In November, four shipping containers of relief supplies and Christian ministry items from Clovis made it to a port in Liberia but no further after officials unexpectedly imposed additional taxes of more than $5,000 to get the items through customs.
And to top it off, in the next couple days, the containers will begin incurring $400 daily fees for not being moved from the port, according to Jerry Fisher, a volunteer with The Holy Cross Movie Ministries of Clovis.
“We don’t have the money to get it out,” she said. “It was supposed to be duty free shipment but they’ve added a bunch of taxes... At this point the containers are still in the port. We have not been able to get them out.”
The relief supplies — more than 1,600 bags of clothing, 4,000 pairs of shoes, 6,000 stuffed animals and toys and thousands of used Bibles — were donated in Clovis, Portales, Las Cruces and Lubbock, Fisher said.
The organization raised $100,000 to purchase relief supplies and pay for shipping, all of which was spent getting the items to the country, Fisher said.
Since the supply delivery was stalled, Fisher said she has been going to area churches and other entities in an effort to raise money and get the word out in the hopes of raising the cash needed to move the containers out of port.
Fisher said William “Dub” Hays, founder of the organization, left Clovis to travel to Monrovia, Liberia, Oct. 12 so he could be there to distribute the items when they arrived.
With this being the third mission trip Hays has done to the poverty stricken country since 2005, Fisher said it has always been challenging to get items there, but this experience has been the worst.
“You have to grease palms (to get things done). It’s a very, very poor nation and that’s the way they (government workers) get the money,” Fisher said. “It has just been unreal trying to get this accomplished.”
Liberian immigrant Phebe Fortt, of Modesto, Calif., runs a relief organization trying to help the people of her native country.
What the Clovis organization is experiencing is typical, Fortt said, describing government corruption and exploitation of relief agencies as common.
Fortt said in 2006, she herself had issues with the government trying to get a container of relief supplies through.
“I am a Liberian, born and raised there... and I had to fight for my rights when I got there to clear my (shipping) container. It’s common,” she said.

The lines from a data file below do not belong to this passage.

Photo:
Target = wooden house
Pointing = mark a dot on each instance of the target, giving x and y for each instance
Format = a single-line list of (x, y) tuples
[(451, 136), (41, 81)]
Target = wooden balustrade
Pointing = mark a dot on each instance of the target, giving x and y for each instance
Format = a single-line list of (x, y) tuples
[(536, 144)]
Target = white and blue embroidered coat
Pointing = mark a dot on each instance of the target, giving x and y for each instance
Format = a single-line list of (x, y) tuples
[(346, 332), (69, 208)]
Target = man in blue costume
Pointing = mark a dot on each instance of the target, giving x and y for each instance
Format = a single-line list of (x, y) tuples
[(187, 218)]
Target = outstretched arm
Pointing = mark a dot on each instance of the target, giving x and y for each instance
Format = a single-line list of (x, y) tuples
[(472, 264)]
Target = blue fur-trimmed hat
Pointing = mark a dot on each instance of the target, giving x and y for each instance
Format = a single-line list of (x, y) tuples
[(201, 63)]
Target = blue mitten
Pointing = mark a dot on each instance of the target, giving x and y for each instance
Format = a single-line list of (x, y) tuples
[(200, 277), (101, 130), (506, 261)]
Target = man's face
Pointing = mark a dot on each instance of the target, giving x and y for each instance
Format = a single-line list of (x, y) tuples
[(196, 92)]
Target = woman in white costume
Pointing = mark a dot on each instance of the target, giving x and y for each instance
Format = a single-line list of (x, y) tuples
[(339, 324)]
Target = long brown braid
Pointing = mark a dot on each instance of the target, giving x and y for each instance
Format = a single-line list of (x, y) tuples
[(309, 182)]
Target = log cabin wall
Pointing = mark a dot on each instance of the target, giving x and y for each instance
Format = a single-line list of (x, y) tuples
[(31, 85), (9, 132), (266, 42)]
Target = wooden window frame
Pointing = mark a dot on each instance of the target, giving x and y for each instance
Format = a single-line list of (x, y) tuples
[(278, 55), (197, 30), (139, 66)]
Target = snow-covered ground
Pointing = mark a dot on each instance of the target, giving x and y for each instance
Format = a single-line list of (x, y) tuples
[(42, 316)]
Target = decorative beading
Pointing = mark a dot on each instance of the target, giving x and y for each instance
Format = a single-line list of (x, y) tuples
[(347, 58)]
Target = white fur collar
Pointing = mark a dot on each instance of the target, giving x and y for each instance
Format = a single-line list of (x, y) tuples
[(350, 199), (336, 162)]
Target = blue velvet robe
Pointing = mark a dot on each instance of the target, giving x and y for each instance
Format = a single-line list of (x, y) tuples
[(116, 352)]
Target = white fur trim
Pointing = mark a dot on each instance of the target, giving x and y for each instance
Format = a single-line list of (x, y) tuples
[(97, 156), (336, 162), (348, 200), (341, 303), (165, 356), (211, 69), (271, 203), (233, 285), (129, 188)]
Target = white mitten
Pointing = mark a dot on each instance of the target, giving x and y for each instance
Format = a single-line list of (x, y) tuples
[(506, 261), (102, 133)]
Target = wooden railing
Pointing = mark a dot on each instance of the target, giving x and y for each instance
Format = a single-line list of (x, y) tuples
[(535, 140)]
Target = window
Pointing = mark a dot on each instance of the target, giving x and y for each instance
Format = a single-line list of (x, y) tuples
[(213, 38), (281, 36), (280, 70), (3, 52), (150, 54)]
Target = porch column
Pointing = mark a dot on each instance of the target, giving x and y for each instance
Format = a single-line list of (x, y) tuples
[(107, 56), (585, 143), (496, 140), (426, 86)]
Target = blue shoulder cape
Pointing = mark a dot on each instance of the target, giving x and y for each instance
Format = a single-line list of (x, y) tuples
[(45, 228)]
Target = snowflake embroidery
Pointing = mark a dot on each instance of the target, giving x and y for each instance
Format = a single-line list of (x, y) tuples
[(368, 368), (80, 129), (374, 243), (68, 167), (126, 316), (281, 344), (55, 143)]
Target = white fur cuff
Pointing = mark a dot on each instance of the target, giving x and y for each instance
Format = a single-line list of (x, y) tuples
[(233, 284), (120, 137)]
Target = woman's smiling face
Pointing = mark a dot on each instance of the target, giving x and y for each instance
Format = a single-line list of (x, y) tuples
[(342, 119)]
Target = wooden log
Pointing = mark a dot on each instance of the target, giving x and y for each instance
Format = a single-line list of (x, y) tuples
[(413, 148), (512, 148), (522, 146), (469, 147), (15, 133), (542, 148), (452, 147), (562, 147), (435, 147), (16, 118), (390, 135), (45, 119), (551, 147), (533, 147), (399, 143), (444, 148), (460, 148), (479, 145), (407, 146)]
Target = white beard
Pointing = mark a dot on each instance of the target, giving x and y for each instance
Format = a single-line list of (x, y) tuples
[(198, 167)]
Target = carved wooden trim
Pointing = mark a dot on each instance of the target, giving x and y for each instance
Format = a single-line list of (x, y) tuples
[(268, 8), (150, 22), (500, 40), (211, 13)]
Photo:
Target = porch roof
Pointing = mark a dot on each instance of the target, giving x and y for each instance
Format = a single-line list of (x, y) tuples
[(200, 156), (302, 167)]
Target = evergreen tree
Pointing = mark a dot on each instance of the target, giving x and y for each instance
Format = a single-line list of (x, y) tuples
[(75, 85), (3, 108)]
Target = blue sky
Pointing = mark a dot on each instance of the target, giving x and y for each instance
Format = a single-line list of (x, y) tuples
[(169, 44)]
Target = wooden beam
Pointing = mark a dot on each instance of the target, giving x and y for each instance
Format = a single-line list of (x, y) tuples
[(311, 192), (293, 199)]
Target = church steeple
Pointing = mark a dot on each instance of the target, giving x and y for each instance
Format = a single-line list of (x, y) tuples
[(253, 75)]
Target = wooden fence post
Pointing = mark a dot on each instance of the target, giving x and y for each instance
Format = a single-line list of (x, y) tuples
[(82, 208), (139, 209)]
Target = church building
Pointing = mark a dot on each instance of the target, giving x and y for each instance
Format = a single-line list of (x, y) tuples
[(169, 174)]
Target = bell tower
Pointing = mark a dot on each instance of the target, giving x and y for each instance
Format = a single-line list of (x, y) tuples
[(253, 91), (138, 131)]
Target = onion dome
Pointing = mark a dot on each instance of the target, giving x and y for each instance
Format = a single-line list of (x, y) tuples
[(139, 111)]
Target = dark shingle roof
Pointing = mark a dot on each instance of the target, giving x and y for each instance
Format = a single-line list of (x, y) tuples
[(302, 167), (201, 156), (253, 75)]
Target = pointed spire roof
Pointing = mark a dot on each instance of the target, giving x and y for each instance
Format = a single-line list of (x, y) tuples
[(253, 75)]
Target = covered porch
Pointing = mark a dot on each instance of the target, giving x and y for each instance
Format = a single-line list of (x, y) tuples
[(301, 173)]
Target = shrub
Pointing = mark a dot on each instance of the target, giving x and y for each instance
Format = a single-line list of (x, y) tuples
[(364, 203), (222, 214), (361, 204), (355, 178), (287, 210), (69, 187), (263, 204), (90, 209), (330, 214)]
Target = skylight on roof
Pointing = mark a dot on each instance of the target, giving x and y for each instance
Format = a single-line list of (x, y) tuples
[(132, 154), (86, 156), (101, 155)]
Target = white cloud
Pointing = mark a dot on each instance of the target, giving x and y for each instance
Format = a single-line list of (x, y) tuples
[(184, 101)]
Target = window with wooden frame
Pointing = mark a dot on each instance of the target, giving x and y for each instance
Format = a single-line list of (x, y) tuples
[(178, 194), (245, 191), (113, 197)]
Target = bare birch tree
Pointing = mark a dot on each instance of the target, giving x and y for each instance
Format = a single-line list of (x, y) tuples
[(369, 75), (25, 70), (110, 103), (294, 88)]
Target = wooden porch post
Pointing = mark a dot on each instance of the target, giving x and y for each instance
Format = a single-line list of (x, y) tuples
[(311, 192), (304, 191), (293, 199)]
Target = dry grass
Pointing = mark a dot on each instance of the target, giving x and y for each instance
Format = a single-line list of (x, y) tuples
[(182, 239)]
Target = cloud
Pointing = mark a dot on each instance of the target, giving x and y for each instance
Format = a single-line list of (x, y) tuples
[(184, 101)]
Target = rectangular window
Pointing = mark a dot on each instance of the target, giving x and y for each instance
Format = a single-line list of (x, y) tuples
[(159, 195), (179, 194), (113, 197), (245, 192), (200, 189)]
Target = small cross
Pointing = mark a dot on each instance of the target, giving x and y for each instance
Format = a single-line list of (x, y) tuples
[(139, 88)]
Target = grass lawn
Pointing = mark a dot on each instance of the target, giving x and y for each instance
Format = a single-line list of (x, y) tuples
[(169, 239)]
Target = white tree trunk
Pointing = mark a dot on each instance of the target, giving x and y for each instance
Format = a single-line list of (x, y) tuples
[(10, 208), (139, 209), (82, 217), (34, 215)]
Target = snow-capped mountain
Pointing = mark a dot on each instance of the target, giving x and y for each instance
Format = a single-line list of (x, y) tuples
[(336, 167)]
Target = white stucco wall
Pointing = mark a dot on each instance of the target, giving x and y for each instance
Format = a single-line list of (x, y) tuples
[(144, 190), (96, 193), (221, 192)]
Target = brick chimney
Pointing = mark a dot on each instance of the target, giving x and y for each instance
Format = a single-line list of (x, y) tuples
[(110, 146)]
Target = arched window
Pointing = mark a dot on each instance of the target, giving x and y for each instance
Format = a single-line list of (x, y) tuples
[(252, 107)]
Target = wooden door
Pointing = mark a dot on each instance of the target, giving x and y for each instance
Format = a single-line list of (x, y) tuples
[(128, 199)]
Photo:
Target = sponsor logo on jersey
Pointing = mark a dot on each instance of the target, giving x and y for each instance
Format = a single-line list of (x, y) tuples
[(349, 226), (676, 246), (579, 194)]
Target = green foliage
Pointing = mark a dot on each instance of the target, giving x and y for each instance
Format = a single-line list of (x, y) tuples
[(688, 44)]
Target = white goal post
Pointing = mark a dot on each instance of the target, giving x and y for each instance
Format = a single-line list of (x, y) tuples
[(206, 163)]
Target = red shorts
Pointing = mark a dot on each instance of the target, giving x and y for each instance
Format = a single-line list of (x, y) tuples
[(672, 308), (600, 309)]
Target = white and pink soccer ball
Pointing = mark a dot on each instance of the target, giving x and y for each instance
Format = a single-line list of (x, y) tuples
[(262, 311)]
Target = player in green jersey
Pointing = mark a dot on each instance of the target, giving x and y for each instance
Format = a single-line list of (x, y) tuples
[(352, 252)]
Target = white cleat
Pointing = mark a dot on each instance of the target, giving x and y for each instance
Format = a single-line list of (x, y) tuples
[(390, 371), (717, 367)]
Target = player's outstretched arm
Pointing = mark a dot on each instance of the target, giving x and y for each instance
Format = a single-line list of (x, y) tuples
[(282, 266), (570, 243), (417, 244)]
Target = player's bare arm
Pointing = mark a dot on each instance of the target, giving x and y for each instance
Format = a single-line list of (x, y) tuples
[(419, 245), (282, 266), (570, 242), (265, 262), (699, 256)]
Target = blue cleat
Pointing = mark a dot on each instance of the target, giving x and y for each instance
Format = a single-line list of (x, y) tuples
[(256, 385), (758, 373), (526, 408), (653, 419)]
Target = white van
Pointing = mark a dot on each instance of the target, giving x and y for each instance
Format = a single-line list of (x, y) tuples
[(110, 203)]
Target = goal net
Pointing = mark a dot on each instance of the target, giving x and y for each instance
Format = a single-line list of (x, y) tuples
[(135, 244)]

“It’s government resistance (to outside help). When we were there it seems like they kind of mold you to be corrupt just going through the process. When the government itself has issues, what do you do?”
Fortt said it often takes bribery or networking to get things through to the people who need them so desperately.
“I felt like if you don’t get in bed with them (financially and politically), then you are just left out in the cold,” She said.
“It is common, but it is very sad that it continues to happen. We are trying. These (government) people do not embrace us and I just don’t understand why because they need us. Maybe in time it will change.”
After her uncle was assassinated and her sister killed in front of her children, Fortt said she left Liberia in 1981, headed to America with her parent’s blessing.
Her parents were later killed in the early 1990s.
Fortt said she has devoted her life in America to helping her people in Liberia and even now continues striving to encourage the Liberian government to accept and encourage the help of outsiders.
A non-denominational mission, Fisher said Hays shows the movie “The Passion of the Christ” to Liberians and distributes clothing, school supplies, Bibles and other items to those in need.
Fisher said she and another volunteer from Clovis will be joining Hays in Liberia Dec. 21 to assist with the mission.